On Monday, September 12, a 10-day ceasefire is set to begin in Syria, followed by joint U.S.-Russia air strikes on jihadist militants. Secretary of State John Kerry spoke with Russian Foreign Minister Sergey Lavrov in Geneva, Switzerland, in the hopes that this plan would “reduce violence, ease suffering, and resume movement towards a negotiated peace and a political transition in Syria.”

This comes after an announcement that President Bashar al-Assad agreed to the terms of the deal, which was originally negotiated in June between the United States and Russia. Syrian opposition forces have voiced their concern over the terms of the deal, particularly over perceived benefits the Syrian government may reap. In a video statement translated by the BBC, Ali al-Omar of the rebel group Ahrar al-Sham lamented the hard-fought war many other rebels have endured, and that, “[We] cannot accept half solutions.”

The truce states that the Syrian government will stop its assault of particular opposition-controlled areas in the country. Once the ceasefire has passed, Foreign Minister Lavrov expressed an interest in resuming talks over the future of Syria, emphasizing that “the negotiations must be inclusive, with participation of all the sides in [Syria].”

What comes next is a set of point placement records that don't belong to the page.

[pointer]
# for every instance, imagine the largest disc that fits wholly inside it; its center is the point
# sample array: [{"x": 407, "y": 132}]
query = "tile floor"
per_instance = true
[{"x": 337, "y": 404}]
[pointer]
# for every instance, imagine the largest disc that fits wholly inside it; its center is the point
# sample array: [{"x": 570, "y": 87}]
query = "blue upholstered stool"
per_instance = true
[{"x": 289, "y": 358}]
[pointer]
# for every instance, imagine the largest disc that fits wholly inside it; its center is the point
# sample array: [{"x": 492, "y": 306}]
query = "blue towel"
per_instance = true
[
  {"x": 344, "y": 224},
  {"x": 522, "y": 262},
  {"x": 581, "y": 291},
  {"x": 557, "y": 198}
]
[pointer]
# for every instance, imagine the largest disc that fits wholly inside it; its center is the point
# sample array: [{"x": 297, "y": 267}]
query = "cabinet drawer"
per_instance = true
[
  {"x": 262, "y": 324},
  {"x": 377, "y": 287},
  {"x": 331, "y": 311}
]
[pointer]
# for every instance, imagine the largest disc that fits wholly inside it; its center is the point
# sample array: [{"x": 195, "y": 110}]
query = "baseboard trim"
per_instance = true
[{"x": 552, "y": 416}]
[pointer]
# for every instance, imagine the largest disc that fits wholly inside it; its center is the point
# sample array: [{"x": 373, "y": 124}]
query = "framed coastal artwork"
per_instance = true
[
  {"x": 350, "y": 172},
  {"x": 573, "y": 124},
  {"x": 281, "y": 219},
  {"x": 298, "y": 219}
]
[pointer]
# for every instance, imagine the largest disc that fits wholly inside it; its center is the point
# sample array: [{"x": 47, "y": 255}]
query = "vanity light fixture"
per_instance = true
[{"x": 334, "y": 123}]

The goal of the ceasefire, according to Secretary Kerry, is that rebel groups associated with the Al-Nusra Front will be convinced to separate from targets of these coalition attacks. The issue at hand, according to NPR analyst Alice Fordham, is that “the agreement sits on a foundation of profound mistrust and comes after a similar effort, introduced in February, gradually fell apart.” She explains that the opposition is skeptical of a truce with the Russians, stating that “is difficult for a number of reasons, including the fact that the [U.S. and Russia] don’t agree on what constitutes an extremist.” BBC Middle East analyst Jeremy Bowen echoes these concerns, noting that, “[Opposition forces] range from groups supported by the Americans and their allies to ones that have had links with al-Qaeda.”

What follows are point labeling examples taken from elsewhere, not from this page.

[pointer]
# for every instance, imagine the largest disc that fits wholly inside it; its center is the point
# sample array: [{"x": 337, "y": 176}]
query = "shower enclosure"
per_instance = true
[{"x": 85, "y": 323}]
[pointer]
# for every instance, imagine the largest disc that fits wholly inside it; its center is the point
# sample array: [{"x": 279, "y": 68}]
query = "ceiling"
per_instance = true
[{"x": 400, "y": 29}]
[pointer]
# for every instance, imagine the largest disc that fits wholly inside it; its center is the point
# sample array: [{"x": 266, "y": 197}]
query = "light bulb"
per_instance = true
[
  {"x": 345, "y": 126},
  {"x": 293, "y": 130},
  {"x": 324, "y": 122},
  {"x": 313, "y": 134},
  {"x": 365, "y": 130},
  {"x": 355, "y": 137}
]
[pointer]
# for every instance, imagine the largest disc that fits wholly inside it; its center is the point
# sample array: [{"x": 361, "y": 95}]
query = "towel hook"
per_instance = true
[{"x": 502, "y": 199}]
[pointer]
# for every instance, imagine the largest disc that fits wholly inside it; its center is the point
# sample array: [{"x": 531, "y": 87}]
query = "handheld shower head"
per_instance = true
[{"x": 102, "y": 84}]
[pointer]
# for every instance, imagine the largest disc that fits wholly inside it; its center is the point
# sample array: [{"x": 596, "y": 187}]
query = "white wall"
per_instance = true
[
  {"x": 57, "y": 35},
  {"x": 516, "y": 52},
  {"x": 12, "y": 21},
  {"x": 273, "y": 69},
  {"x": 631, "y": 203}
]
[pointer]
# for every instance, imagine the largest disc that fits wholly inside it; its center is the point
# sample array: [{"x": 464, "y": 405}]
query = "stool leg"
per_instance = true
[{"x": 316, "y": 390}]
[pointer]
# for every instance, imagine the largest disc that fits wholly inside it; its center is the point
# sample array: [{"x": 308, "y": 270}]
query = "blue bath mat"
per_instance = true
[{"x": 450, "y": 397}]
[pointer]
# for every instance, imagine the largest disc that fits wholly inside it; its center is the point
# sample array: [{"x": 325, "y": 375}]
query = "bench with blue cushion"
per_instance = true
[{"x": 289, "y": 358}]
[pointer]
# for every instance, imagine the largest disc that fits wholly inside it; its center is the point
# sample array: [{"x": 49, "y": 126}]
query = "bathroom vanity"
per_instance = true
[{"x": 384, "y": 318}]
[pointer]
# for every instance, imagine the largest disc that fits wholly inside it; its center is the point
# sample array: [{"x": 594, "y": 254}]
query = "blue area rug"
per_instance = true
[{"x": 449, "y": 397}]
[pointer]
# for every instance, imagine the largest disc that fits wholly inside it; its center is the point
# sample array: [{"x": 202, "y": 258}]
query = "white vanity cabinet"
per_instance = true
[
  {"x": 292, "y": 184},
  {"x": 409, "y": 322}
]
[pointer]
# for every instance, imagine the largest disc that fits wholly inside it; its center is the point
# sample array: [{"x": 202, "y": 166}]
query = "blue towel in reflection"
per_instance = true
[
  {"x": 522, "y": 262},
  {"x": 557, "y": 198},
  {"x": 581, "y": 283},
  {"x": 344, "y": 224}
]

In other news, on September 7, a group consisting of various moderate opposition parties put forth a plan for “committing the country to democratic and religious pluralism.” The plan went through the High Negotiations Committee (HNC) which seeks to oust Assad from power. The HNC’s plan proposes a three-phase solution consisting of six-month negotiations, an 18-month transitional period, and a new constitution. Regarding the role the United States and Russia may play in this plan, HNC Spokesman Salem al-Meset stressed the need for the two countries to cooperate on the peace process.